Si la capacité des insectes à ressentir la douleur et des émotions fait débat, il a été démontré à maintes reprises qu’ils disposent d’indéniables capacités d’apprentissage et de mémorisation.

Une expérience classique pour le prouver consiste à proposer des leurres (typiquement des récipients de différentes couleurs) offrant une récompense (un liquide sucré) ou non, et à observer dans quelle mesure et avec quelle vitesse les papillons adaptent leur comportement pour se diriger directement vers les leurres de la bonne couleur. Il a ainsi été possible d’entraîner des moro-sphinx, qui manifestent une préférence innée pour les fleurs bleues et jaunes dans la nature, à rechercher d’autres couleurs dans des conditions expérimentales. Le papillon est capable de mémoriser, chaque jour, une nouvelle paire de couleurs, et ce durant plusieurs jours, même si cet apprentissage ne fonctionne pas à tous les coups. Ainsi, dans un test avec des espèces tropicales, seul un individu sur quatre se dirige vers la bonne couleur de manière préférentielle. Par contre, ceux qui y parviennent réussissent même à associer en sus une information d’heure : telle couleur ne délivre du nectar que le matin, telle autre que l’après-midi. La capacité de mémorisation ne peut bien entendu excéder la durée de vie du papillon : un imago vit typiquement quelques semaines seulement. Mais qu’en est-il pour les espèces qui hivernent à l’état imaginal (d’adulte et non pas de chenille ou d’œuf) ? Pour y répondre, l’expérience a consisté à entraîner durant une semaine des moro-sphinx à sélectionner un leurre correspondant soit à des couleurs « innées », soit non innées, avant de les placer en « hibernation » à 11 °C. Les papillons qui avaient été entraînés avec une ou deux couleurs « innées » (bleu ou jaune par exemple) s’en sont souvenus à la sortie d’hibernation, tandis que les autres en ont été incapables. Cela suggère que l’hibernation n’altère probablement que partiellement la mémorisation.

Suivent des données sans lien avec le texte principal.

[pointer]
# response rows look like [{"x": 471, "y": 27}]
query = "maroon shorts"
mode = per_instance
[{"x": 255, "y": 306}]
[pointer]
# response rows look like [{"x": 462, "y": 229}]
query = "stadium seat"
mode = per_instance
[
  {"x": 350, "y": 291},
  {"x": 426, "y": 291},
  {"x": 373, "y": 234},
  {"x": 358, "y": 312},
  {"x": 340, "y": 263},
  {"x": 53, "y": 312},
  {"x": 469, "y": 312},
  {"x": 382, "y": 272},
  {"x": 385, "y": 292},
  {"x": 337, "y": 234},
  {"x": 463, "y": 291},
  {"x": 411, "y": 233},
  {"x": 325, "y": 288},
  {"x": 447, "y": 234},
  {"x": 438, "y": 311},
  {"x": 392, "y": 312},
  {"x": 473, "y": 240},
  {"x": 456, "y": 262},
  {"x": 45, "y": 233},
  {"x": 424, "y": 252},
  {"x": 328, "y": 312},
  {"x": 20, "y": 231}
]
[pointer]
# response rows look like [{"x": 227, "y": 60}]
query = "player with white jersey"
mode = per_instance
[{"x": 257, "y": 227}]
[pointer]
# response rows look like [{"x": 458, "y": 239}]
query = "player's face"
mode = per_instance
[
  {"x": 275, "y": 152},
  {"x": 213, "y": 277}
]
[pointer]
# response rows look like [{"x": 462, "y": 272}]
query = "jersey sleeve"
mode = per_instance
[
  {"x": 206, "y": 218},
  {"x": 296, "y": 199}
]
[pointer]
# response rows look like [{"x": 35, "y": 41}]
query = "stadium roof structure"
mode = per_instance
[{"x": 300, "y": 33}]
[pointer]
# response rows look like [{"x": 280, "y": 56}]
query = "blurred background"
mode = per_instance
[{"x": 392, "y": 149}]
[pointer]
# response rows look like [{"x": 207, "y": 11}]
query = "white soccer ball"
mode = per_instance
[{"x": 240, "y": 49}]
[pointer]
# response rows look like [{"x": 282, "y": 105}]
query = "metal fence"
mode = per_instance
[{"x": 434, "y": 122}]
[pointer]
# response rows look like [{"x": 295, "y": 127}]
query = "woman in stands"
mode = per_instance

Les chenilles également font preuve de capacités de mémorisation. Ainsi, les chenilles de la diacrisie de Virginie à qui l’on présente plusieurs plantes nourricières manifestent une attirance spontanée pour le pétunia. Ce menu provoque une maladie aiguë, mais les chenilles s’en remettent malgré tout et s’abstiennent par la suite de reprendre une portion de pétunia ! Si le papillon apprend déjà à l’état de chenille, est-il pour autant capable de se souvenir, une fois imago, d’événements de sa vie larvaire, surtout lorsque l’on mesure les remaniements morphologiques incroyables, y compris au niveau du système nerveux central, qui s’opèrent lors du stade nymphal ? Pour le tester, des chercheurs ont soumis des chenilles du sphinx du tabac, en milieu ou en fin de développement, à de légers chocs électriques en association avec un gaz à l’odeur caractéristique. Après la métamorphose, les imagos ont bien manifesté une aversion pour ce gaz.